This article first appeared in my weekly column with Business Daily on June 12, 2016
Last Wednesday the National Government announced the National Budget for 2016/17. Overall expenditure and net lending for FY 2016/17 will be KES 2,264.8 billion, about 30.6 percent of GDP. Estimated revenue collection is KES 1,295.4 billion or 19.7 percent of GDP by end of June 2016. As a result there is a financing gap of KES 691.5 billion which reduces to KES 603.2 billion if the Standard Gauge Railway (SGR) is excluded. Please note that the Treasury Cabinet Henry only gave the fiscal deficit as 6.1 percent of GDP excluding the SGR; the full fiscal deficit was not detailed in the budget speech. The deficit will be financed by net domestic borrowing of KES 225.3 billion plus what was termed ‘other domestic financing’ of KES 4.0 billion. Net external borrowing will be KES 462.3 billion.
There are several points to note with regards to the budget. Firstly, if one has been following the Kenya budget formulation process for several years it is clear that expenditure is ramping up faster that revenue generation is. As a result the fiscal deficit continues to be sizeable, trending towards consecutive expansion year after year. Once again, the fiscal deficit, even excluding the SGR is above the Government’s own preferred ceiling of 5 percent. It seems to have become habit for Government to state that fiscal deficits may be a bit high currently but will come down in the medium term. This year is no different; CS Treasury made the point that Government continues to be committed to bringing the fiscal deficit down gradually to below 4.0 percent of GDP in the medium term. From where I’m sitting it looks like reducing the fiscal deficit is a moving target that Government pushes out another year during each annual budget speech.

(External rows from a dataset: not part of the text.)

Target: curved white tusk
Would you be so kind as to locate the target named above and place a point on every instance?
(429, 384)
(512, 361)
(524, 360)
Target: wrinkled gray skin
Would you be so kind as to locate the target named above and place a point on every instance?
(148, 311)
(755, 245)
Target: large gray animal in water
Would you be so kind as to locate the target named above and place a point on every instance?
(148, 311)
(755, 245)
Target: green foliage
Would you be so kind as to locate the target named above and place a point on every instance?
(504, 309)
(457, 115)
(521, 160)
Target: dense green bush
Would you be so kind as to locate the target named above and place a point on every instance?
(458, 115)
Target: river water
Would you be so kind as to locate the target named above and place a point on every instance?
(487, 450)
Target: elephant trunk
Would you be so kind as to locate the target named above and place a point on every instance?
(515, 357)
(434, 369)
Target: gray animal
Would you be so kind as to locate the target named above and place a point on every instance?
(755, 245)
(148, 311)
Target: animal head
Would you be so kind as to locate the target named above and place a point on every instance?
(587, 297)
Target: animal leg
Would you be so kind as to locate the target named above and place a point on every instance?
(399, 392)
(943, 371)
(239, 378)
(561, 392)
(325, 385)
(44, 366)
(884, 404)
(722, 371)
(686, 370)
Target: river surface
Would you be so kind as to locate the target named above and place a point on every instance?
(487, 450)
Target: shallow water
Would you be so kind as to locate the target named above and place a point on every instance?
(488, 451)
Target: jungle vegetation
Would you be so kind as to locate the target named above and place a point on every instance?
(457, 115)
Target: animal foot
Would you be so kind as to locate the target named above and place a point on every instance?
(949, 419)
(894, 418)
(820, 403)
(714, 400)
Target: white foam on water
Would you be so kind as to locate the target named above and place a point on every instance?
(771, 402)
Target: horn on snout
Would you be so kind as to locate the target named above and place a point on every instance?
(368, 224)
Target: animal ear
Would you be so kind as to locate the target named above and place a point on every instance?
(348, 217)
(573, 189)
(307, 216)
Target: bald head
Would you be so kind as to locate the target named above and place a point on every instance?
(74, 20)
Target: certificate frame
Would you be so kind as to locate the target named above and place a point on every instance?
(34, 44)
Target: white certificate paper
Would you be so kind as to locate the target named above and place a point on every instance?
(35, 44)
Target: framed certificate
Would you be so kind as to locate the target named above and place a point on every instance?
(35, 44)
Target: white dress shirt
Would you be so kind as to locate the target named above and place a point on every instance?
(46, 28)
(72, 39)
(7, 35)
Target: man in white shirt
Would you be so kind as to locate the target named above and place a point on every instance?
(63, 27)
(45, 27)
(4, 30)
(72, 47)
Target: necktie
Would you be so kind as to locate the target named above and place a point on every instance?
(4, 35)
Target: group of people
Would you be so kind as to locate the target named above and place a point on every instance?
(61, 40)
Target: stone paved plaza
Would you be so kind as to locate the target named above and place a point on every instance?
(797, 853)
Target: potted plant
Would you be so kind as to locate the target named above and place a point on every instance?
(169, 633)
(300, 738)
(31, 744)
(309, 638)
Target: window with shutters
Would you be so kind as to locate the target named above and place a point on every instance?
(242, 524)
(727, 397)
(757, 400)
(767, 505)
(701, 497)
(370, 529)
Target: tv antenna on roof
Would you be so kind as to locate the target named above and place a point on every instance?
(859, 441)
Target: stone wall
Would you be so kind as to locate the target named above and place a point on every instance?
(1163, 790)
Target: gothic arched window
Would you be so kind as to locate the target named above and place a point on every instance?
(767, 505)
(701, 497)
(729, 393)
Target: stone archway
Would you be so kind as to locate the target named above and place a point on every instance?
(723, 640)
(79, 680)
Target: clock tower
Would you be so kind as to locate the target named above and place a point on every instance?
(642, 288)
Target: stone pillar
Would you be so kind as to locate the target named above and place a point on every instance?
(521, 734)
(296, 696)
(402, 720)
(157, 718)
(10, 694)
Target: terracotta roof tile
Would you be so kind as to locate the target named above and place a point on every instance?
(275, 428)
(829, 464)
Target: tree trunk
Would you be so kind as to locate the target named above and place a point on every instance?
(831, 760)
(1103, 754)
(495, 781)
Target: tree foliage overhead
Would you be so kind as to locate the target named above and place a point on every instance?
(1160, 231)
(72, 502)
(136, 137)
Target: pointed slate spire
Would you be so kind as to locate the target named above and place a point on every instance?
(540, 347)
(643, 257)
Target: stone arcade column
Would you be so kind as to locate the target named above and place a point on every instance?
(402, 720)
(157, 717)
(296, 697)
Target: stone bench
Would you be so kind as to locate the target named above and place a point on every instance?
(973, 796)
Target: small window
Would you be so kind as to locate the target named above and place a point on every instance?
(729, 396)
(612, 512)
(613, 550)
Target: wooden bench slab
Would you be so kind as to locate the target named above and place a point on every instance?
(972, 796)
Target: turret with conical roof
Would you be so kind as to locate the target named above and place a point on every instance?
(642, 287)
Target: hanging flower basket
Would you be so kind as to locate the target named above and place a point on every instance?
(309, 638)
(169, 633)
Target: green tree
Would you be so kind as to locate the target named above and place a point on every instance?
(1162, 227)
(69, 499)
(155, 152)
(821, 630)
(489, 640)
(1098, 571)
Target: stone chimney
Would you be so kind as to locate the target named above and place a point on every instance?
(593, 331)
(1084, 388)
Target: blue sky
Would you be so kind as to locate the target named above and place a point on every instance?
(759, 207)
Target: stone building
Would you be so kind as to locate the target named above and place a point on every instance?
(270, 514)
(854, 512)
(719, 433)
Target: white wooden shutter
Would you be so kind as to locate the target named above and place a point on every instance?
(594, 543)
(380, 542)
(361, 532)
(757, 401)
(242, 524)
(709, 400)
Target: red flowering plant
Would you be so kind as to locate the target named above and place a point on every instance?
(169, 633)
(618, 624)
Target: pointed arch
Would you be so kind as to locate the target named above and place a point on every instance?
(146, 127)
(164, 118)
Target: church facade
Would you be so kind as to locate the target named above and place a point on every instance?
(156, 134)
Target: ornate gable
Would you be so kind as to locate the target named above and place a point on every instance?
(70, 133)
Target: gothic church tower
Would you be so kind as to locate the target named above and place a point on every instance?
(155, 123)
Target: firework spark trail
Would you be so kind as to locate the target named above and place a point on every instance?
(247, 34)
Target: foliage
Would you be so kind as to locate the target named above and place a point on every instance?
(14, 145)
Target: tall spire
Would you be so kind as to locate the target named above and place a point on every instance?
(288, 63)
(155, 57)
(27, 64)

The core problem with the fiscal deficit is that revenue generation has been subpar and revenue targets are routinely not met. I think part of the problem is that the rapidly expanding expenditure has led Government to set aggressive and frankly unrealistic targets for the Kenya Revenue Authority. There are several structural constraints in the Kenyan economy that undermine revenue generation a key one of which is a sizeable informal economy that exists outside the formal tax net. Although the CS noted the challenges of the informal economy remaining largely untaxed and undermining revenue generation efforts, no specifics on how this will be addressed were mentioned.
Secondly, in terms of borrowing for the fiscal deficit, the bias is towards external borrowing. This is understandable as Government does not want to crowd out private sector or effect upward interest rate pressure if domestic borrowing preponderated. However, it will be interesting to see how such aggressive external borrowing will play out given the highly publicised Eurobond debacle last year where the political opposition accused Government of embezzling Eurobond proceeds. This event dented the Government’s reputation in international financial markets. It will therefore be interesting to see the types of risk premiums that will be associated with Kenya Government borrowing in pursuit of foreign credit.
Finally, KES 280.3 billion will be allocated to the 47 County Governments as the equitable share of revenue. While Government noted that this allocation is more than double the constitutional minimum of 15 percent of the latest audited revenues, there was no mention of the fact that Counties are having problems absorbing devolved funds, particularly in the development expenditure docket. According to the Controller of Budget’s latest report, only 19.9 percent of development funds had been absorbed as of mid-year. This inability to spend funds as required may well translate to limiting the extent to which Devolution will deliver the development dividends it was intended to deliver. Thus while it is wonderful to see National Government’s continued commitment to deploying funds to counties, it would be useful for National Government to make suggestions on how County Governments can better absorb devolved funds.